Attending to Andy Hughes

Andy Hughes has been recommended to me many times as people have got to know about my Beauty and the Beach… project as he has and still does create works with beach debris. He is also a leading light in Surfers against Sewage and happens to live in Cornwall, my neighbouring county. Looking for his material on line I was impressed by his website layout and the images therein. I found a second hand Dominant Wave Theory, a rather large tome produced with David Carson and illustrated with Andy Hughes images of beach debris. I understand from Instagram that he sent a copy to David Attenborough and has today posted that he received a lovely letter in thanks.

I was disappointed to have found out about Andy Hughes recent London exhibition too late to attend. I have however emailed him to introduce myself as we may meet at an event for the MA Photography course  early next year. He was kind enough to reply and say that he did not require and assistant at this time (I had enquired about gaining experience with him).

I appear to be going over old ground in the sense that I have taken images and then find that others have taken similar ones a long time before mine. Andy Hughes is another example. I wonder which I should do first, instinctively take my images then read up about other photographers or visa versa. The latter way would be to sub consciously veer toward plagiarism perhaps. On the other hand armed with knowledge about composition, light and other details of settings used by the more experienced photographer I have a greater chance of taking a better shot and the potential to take a similar object or scene with a new twist as to how it was taken and/or how it was processed.

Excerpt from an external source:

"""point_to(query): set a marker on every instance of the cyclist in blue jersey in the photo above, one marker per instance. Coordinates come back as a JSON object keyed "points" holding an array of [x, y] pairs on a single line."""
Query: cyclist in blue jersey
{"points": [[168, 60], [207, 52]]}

Since viewing the images in Dominant Wave Theory and on the galleries on Andy Hughes website I have begun to get down low when taking some debris as he seems to have done. This has the effect of making a very small object large in a vast landscape and it is also interesting to see the landscape providing the context from afar rather than being a focus which happens to have a piece of debris in it. One example is of a red lighter on a beach which is lit up by natural light and possibly additional lighting to enhance its colour and form.

An image that immediately stood out for me was that of Radion 1991 taken by Andy Hughes. I took an image of a Jeyes cleaning fluid can on the beach and then in grass earlier this summer just after starting the course. His image is clear and carefully set as an orange plastic container against a dark brown background. Mine is photographed as found with not enough thought given to where my focus was when taking it. It was also tin not plastic apart from the top and to my mind very old as I have not seen a can like this since I was a child. I wonder what the back story is to its arrival on this specific beach?

I took my image again on grass having risked taking it home (it still has fluid in it). I think my second image works better, although not on the beach. It makes me challenge my self-rule to date to photograph debris in situ without disturbing it (i.e. to view it in its abandoned stage where I first spotted it) rather than setting it up to showcase the item itself.

I have noted that Andy Hughes is posting examples of new works. Some images appear to have been drawn or painted on and do have the effect of drawing me in wanting to know more about the processes he is using. Maybe I will be lucky enough to meet and ask him soon.

Sources:

http://www.andyhughes.net/site/homepage/ [accessed 2-12-2017]

Carson, David and Hughes, Andy. 2006. Dominant Wave Theory. London: Booth-Clibborn Editions.